The constituency covered the Barh subdivision of the then Patna district together with parts of the Bihar subdivision.
Under the Delimitation of Parliamentary and Assembly Constituencies Order, 1951, the constituency comprised:
- Barh subdivision, excluding Fatwah police station; and
- Bihar subdivision, only Bihar and Asthawan police stations.

The constituency's boundaries were based on the administrative divisions then in force, when the present-day Nalanda district formed part of Patna district.

==Election==

===General election, 1951–52===

Patna East was a single-member constituency. Tarkeshwari Prasad Sinha aka Tarkeshwari Devi of the Indian National Congress was elected to represent it in the 1st Lok Sabha in the 1951–52 general election.

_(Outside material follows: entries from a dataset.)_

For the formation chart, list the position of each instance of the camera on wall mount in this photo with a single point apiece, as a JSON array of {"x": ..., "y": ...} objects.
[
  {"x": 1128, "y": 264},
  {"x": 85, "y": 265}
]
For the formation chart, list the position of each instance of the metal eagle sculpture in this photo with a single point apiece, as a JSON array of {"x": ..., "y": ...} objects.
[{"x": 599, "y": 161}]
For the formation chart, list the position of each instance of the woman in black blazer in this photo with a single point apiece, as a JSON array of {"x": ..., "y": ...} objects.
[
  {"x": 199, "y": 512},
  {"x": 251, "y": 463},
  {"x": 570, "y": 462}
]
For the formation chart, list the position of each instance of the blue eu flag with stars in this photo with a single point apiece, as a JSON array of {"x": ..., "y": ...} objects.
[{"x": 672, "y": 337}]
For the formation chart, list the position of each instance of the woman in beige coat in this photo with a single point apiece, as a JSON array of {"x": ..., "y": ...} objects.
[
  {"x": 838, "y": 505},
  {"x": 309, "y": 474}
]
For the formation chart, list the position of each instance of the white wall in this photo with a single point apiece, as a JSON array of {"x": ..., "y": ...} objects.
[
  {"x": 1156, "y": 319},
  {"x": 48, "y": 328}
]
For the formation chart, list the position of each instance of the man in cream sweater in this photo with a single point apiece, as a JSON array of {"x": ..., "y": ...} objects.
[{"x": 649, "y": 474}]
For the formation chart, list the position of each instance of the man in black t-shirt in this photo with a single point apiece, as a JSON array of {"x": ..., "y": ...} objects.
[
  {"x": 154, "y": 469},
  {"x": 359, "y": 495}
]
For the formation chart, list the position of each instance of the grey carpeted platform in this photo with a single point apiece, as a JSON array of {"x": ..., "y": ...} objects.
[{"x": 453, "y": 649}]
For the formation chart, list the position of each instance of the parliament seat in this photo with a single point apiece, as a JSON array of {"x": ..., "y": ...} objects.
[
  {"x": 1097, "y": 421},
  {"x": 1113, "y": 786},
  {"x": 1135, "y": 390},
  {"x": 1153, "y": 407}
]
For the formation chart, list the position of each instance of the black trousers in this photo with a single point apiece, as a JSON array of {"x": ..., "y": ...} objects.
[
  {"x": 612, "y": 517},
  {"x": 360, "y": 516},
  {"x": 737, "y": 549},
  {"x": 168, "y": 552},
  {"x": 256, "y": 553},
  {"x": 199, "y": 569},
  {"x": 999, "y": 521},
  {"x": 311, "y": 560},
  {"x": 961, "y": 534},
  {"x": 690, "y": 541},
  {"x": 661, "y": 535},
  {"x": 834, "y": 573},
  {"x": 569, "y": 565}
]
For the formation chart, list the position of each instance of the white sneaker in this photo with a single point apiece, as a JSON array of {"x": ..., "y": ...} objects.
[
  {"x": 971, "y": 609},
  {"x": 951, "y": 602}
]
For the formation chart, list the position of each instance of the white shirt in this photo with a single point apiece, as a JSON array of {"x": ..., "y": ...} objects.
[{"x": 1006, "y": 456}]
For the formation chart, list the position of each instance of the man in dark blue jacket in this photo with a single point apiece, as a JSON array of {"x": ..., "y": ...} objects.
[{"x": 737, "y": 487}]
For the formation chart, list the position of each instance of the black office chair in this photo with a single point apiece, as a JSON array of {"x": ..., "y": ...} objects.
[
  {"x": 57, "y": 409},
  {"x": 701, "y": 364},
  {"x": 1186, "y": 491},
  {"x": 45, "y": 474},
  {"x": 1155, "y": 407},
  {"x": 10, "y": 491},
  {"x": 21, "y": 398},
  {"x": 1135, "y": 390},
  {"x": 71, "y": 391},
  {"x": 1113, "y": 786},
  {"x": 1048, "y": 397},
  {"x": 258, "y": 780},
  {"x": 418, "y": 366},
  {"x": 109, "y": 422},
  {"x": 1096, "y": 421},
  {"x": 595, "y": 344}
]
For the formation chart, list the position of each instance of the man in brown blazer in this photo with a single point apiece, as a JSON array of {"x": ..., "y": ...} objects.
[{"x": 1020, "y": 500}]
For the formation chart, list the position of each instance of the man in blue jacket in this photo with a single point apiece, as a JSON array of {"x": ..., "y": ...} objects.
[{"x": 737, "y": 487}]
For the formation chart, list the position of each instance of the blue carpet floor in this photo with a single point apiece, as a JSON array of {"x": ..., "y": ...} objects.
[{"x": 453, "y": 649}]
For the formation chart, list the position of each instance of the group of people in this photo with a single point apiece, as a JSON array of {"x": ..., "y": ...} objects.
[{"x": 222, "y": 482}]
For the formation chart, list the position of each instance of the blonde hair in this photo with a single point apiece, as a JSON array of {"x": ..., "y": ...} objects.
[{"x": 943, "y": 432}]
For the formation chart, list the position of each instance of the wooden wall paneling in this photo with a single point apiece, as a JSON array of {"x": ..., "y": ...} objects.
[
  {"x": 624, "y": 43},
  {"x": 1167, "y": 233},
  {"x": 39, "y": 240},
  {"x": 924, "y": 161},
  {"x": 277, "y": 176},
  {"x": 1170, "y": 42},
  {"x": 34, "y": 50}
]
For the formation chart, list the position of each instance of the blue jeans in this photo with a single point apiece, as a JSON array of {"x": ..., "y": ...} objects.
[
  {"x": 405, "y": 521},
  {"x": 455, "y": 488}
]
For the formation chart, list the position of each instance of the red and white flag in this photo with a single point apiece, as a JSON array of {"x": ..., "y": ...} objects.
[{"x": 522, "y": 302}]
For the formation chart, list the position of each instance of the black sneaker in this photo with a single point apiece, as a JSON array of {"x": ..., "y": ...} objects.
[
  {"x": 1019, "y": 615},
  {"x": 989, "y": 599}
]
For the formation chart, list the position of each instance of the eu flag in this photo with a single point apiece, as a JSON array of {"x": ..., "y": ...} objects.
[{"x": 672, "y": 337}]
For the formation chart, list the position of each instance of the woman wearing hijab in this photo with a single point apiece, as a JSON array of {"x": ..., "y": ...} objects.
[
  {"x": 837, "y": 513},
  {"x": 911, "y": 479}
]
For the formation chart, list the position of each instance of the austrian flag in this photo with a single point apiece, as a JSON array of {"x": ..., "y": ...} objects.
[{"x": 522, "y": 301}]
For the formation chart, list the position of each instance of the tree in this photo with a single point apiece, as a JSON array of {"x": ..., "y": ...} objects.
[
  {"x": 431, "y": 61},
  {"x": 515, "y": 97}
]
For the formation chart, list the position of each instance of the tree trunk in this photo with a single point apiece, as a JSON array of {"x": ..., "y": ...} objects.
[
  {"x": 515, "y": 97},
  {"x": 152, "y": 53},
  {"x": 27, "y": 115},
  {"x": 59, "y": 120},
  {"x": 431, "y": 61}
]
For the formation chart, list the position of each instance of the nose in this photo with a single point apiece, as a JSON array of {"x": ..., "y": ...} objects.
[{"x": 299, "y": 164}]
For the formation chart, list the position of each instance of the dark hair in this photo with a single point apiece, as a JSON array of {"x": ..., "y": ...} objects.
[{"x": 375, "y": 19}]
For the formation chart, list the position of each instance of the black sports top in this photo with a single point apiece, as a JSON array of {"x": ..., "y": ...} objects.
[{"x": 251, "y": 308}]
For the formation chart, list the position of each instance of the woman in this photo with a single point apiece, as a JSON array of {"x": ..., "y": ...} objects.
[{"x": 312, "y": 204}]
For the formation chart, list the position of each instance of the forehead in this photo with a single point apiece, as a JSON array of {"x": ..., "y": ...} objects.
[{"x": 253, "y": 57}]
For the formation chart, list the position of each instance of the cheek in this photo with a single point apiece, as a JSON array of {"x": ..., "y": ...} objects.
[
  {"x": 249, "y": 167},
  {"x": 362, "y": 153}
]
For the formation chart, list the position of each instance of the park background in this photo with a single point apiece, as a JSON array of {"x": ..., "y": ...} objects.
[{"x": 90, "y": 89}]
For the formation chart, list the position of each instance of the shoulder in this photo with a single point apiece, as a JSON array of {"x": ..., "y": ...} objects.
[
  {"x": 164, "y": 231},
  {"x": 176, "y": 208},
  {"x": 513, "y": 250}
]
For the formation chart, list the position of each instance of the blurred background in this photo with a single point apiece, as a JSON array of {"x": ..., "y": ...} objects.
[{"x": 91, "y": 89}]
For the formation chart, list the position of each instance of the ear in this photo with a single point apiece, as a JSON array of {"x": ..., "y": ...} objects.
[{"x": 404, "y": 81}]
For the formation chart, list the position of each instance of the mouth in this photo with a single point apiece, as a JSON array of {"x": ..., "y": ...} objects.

1951–52 Indian general election in Bihar: 03 Patna East
| Party |  | Candidate | Votes | % | ±% |
|---|---|---|---|---|---|
|  | INC | Tarkeshwari Devi | 62,238 | 46.90 |  |
|  | Socialist | B. P. Jawahar | 29,388 | 22.14 |  |
|  | MFB | Sheel Bhadra Yajee Alias Laddu Sharma | 27,073 | 20.40 |  |
|  | Independent | Jadunandan Prasad | 14,017 | 10.56 |  |
| Turnout |  |  | 132,716 | 52.90 | New |

==Abolition==

Following the delimitation exercise undertaken during 1952–53 on the basis of the 1951 Census, Patna East Lok Sabha constituency was abolished before the 1957 Indian general election. Its territory was redistributed among the newly constituted Barh, Nalanda and Monghyr parliamentary constituencies. Most of the Barh subdivision became part of Barh, except Sarmera police station, which was included in Monghyr. The Bihar police station area was transferred to Nalanda, while Asthawan police station was included in Monghyr. Although no direct successor constituency was designated, Barh was generally regarded as the principal successor to Patna East, having incorporated the largest share of its former territory until its own dissolution in 2008, when its territory was divided principally between the present-day Munger and Patna Sahib parliamentary constituencies.